Isso simplesmente não é parâmetro válido de discussão, pois escravidão é ilegal
em qualquer situação de trabalho, direta ou terceirizada. Está inclusive na constituição, a qual está
acima de qualquer lei brasileira.
Em
suma, esse projeto, embora não seja o ideal, é bom para o Brasil e para os
brasileiros. De fato, é a melhor reforma de liberalização da legislação
trabalhista já feita neste país. Se o Congresso aprovar esse projeto de lei,
estará fazendo história e sedimentando uma real mudança de mentalidade do poder
legislativo nacional.
[Nota do IMB: A questão é simples: quanto maior a liberdade de contrato, melhor para o competente que quer fornecer sua mão-de-obra e pior para o encostado que quer a segurança dos vínculos empregaticios. Só isso.

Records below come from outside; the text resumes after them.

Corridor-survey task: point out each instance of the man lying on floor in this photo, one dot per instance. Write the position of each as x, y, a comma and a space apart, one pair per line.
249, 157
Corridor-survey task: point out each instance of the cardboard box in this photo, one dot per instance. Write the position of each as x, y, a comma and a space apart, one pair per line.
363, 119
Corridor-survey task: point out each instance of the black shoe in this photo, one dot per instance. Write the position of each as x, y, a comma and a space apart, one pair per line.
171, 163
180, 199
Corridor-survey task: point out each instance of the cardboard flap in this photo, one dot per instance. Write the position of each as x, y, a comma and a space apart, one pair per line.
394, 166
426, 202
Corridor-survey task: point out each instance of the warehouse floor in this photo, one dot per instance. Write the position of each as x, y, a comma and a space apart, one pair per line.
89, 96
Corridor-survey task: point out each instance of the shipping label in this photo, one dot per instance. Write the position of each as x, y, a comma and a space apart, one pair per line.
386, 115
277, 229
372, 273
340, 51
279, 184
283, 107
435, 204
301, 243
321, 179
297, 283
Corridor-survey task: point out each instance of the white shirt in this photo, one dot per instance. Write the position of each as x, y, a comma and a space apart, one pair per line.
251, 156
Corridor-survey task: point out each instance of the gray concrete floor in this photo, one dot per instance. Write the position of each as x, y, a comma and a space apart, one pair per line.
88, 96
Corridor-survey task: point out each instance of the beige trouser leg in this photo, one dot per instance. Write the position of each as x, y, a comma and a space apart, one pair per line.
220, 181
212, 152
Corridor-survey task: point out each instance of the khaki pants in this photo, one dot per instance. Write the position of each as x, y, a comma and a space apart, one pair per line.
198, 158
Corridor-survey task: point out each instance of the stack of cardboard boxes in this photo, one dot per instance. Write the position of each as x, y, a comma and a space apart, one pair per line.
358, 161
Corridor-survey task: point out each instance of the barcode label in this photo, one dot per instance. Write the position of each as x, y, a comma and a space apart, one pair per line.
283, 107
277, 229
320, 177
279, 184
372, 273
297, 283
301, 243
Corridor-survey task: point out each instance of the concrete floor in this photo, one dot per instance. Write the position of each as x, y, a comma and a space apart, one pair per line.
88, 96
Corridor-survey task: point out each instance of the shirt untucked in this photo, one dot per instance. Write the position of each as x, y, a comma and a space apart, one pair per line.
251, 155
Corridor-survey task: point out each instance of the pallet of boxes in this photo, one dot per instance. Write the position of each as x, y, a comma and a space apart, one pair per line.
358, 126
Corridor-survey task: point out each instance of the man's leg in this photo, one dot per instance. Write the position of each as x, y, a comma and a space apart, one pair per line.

Se tal liberdade de contrato será ruim para alguns? Certamente. Sempre há quem perde (os mais incompetentes) quando alguma forma de protecionismo é abolida. E sempre há quem ganha (normalmente, os mais competentes).
O empregado competente não será substituído por um terceirizado incompetente e inexperiente. Quem acredita que isso irá acontecer está, na prática, dizendo que empreendedores são ingênuos e gostam de tomar prejuízos (nada é mais prejudicial do que um funcionário ruim).
Funcionário que gera valor não é dispensado — por mais caro que ele seja — em troca de funcionário ruim e inexperiente. O real temor gerado por essa lei é que haverá bons profissionais querendo ofertar seus serviços sem vínculos empregatícios, e isso representará um risco para os ruins que usufruem esses vínculos.]